Kepala Kanwil Bea Cukai Khusus Kepulauan Riau, Sodikin, mengungkapkan bahwa penindakan berawal dari informasi yang diterima petugas pada Senin (23/2). Informasi tersebut menyebutkan adanya kapal yang diduga membawa pasir timah dari Bangka dengan tujuan Malaysia.
“Tim gabungan langsung melakukan pemantauan dan plotting posisi begitu kapal yang diduga memuat pasir timah secara ilegal tersebut bergerak,” ujar Sodikin dalam keterangannya, Senin (2/3).
Pada Selasa (24/2), tim melakukan pemantauan di sekitar Perairan Berakit dan mendapati sebuah kapal dengan haluan mengarah ke utara atau menuju Malaysia. Petugas kemudian melakukan pengejaran, penghentian, dan pemeriksaan terhadap kapal tersebut.
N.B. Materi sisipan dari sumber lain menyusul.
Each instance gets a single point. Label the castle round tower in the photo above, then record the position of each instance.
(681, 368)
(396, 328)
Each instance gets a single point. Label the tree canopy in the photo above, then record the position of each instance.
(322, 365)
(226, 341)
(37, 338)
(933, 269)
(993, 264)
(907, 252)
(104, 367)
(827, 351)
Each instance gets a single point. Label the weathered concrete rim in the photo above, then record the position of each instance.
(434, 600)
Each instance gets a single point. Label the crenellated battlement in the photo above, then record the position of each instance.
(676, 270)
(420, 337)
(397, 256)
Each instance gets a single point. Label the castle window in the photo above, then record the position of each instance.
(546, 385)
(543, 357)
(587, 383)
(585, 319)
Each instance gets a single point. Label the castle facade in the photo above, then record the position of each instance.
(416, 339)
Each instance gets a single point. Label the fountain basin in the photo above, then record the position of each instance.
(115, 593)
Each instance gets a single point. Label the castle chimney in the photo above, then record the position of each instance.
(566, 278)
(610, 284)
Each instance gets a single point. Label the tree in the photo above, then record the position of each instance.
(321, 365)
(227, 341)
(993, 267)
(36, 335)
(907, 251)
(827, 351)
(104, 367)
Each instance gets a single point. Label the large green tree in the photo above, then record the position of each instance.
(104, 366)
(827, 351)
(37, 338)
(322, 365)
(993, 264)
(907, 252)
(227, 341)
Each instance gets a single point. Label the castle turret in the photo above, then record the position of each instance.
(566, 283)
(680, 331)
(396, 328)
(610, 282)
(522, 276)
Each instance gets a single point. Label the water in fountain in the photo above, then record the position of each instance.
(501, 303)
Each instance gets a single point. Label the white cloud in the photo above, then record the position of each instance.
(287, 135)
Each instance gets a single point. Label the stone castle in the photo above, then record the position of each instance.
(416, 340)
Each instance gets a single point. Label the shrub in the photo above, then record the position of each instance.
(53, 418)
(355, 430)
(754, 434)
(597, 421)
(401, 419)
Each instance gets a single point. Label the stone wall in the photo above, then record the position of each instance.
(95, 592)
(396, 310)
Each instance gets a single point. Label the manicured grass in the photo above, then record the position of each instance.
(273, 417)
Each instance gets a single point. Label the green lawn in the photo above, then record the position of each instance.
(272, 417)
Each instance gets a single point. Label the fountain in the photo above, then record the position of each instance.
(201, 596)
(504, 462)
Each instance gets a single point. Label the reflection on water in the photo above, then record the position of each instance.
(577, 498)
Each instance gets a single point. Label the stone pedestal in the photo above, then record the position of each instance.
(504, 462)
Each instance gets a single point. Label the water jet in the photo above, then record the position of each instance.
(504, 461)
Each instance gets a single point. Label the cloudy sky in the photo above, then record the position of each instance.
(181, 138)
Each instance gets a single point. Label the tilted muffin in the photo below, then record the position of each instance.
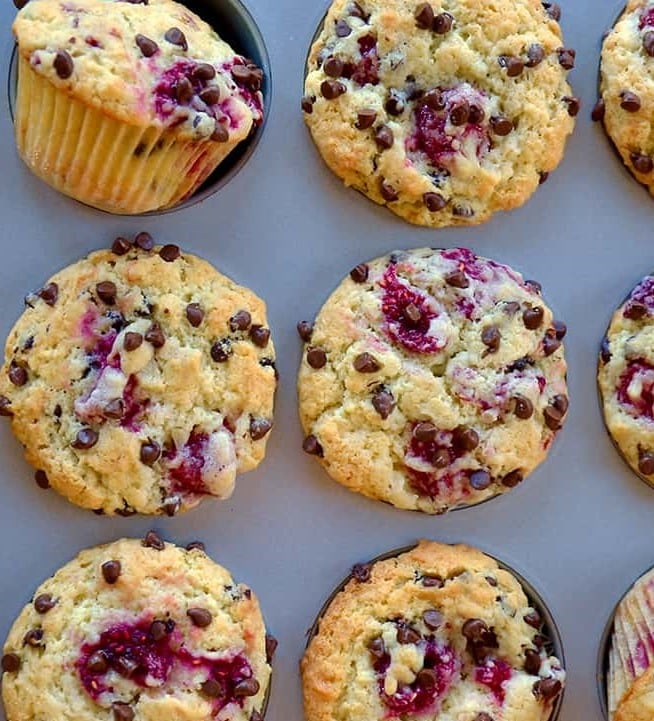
(432, 379)
(440, 632)
(444, 112)
(140, 379)
(138, 631)
(626, 378)
(627, 88)
(125, 106)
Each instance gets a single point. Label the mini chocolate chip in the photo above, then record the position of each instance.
(106, 291)
(384, 137)
(535, 55)
(425, 432)
(424, 16)
(221, 350)
(629, 101)
(176, 37)
(144, 241)
(63, 64)
(150, 452)
(366, 363)
(153, 540)
(332, 89)
(316, 357)
(121, 246)
(122, 711)
(259, 335)
(42, 480)
(44, 603)
(259, 427)
(442, 23)
(480, 480)
(533, 317)
(194, 314)
(599, 111)
(642, 163)
(170, 252)
(434, 202)
(312, 446)
(10, 662)
(86, 438)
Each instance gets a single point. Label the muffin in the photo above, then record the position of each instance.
(128, 107)
(626, 103)
(140, 380)
(626, 379)
(138, 630)
(630, 679)
(439, 632)
(443, 112)
(432, 380)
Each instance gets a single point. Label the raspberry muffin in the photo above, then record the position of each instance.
(445, 112)
(128, 106)
(140, 379)
(626, 103)
(432, 379)
(138, 630)
(626, 379)
(440, 632)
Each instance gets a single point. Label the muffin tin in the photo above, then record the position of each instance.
(580, 529)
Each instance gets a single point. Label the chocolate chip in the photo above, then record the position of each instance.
(176, 37)
(221, 350)
(522, 407)
(535, 55)
(424, 16)
(10, 663)
(384, 137)
(480, 480)
(312, 446)
(442, 23)
(153, 540)
(629, 101)
(122, 711)
(63, 64)
(434, 202)
(259, 335)
(42, 480)
(642, 163)
(120, 246)
(144, 241)
(383, 401)
(366, 363)
(86, 438)
(44, 603)
(491, 338)
(514, 66)
(316, 357)
(259, 427)
(332, 89)
(533, 317)
(425, 432)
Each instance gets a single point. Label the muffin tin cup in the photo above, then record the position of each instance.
(550, 629)
(236, 26)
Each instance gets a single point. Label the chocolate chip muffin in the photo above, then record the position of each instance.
(440, 632)
(140, 380)
(626, 103)
(432, 379)
(626, 379)
(445, 112)
(128, 106)
(138, 630)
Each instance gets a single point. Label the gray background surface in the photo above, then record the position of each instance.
(580, 528)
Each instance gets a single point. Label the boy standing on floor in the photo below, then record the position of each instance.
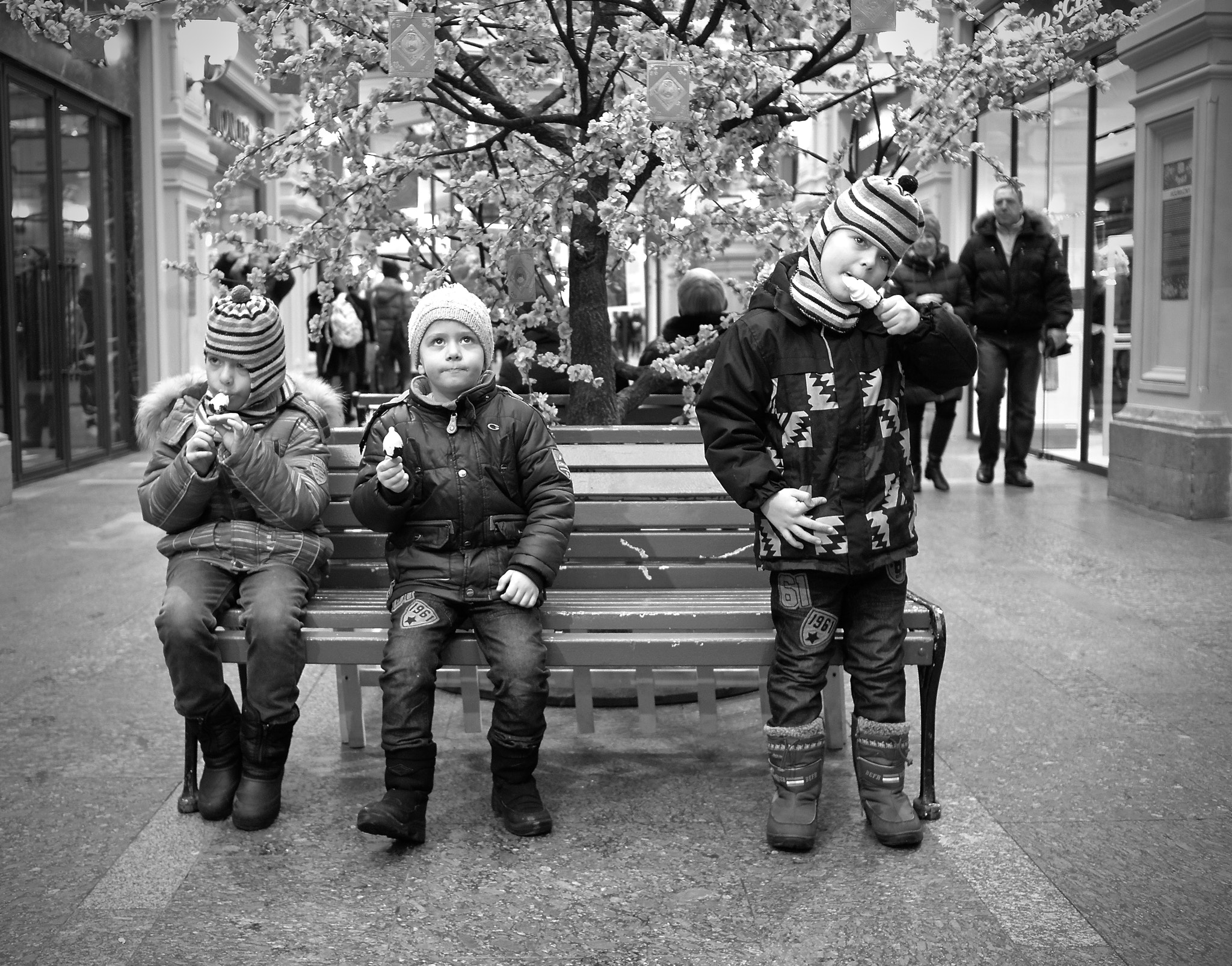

Dari hasil pemeriksaan, ditemukan 319 karung pasir timah dengan total berat sekitar 16 ton. Kapal beserta seluruh muatan langsung diamankan untuk proses hukum lebih lanjut.
Sodikin menegaskan, dugaan pengiriman pasir timah tanpa memenuhi ketentuan peraturan perundang-undangan tidak hanya merugikan negara dari sisi penerimaan dan potensi nilai tambah dalam negeri, tetapi juga berpotensi menimbulkan dampak negatif terhadap lingkungan.
“Penindakan ini merupakan bukti nyata keseriusan kami dalam menjaga kedaulatan ekonomi dan sumber daya alam Indonesia melalui sinergi bersama aparat penegak hukum lainnya. Kami menyampaikan apresiasi atas sinergi yang terjalin dengan seluruh pihak,” tegasnya.